Dodd-Frank created the framework for heightened US bank and financial regulation in the wake of the financial crisis. It includes regulatory capital requirements, new rules on over the counter derivatives and tougher regulation on credit rating agencies.
“Donald Trump has advocated in favor of loosened regulations," said Virginie O'Shea, research director, institutional securities & investments, Aite Group.
"Although he pursues the elimination of all existing regulation, it is obvious that it is an extremely complex task, considering the need for the views of both the House of Representatives and the Senate to align.
“He might, however, loosen certain regulations in the longer term, such as capital requirements for financial institutions, or maybe eliminate a few specific lines from Dodd-Frank.
"Although Dodd-Frank is almost implemented, a few areas are still in progress.
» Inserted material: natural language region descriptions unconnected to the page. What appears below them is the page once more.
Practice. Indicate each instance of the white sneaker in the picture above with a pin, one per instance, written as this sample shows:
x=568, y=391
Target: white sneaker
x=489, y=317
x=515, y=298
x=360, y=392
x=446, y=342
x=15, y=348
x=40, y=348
In the short term, expect the brakes to be put on requirements that are yet to come into force.”
Jeremy Lawson, chief economist at global asset manager Standard Life Investments, added that there is a "strong prospect that the regulatory noose will loosen across finance".
Whether Trump plans to swap Dodd-Frank for new regulations is unclear.
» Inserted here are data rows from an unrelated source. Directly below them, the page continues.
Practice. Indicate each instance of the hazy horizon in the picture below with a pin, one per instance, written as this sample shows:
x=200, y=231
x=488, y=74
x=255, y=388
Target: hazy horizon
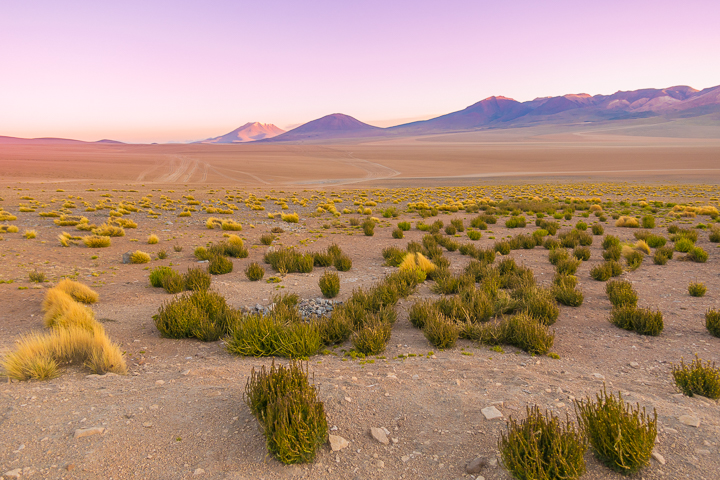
x=161, y=71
Many on Wall Street would argue that bank stocks have been hurt by tough reform and weakened by a climate not conducive to supporting a stronger level of economic growth.
Trump’s victory might turn bankers more hopeful of some relief on Dodd-Frank rules that have hit some of their business lines.
The possibility of tougher rules and tax changes by a Clinton win had many fearing a headwind for financial sector stocks.
Danske Bank said it expected financials likely to underperform in the event of a Clinton victory, since they would have faced further regulation.
However there is now concern that Trump's protectionist trade measures will be a negative for the financial industry and damage banks with large international businesses.
“Dodd-Frank is done for,” Karen Petrou of Federal Financial Analytics wrote in a research note Wednesday.
While she said the law would only change over time, its structural assumptions about regulation are “smashed.”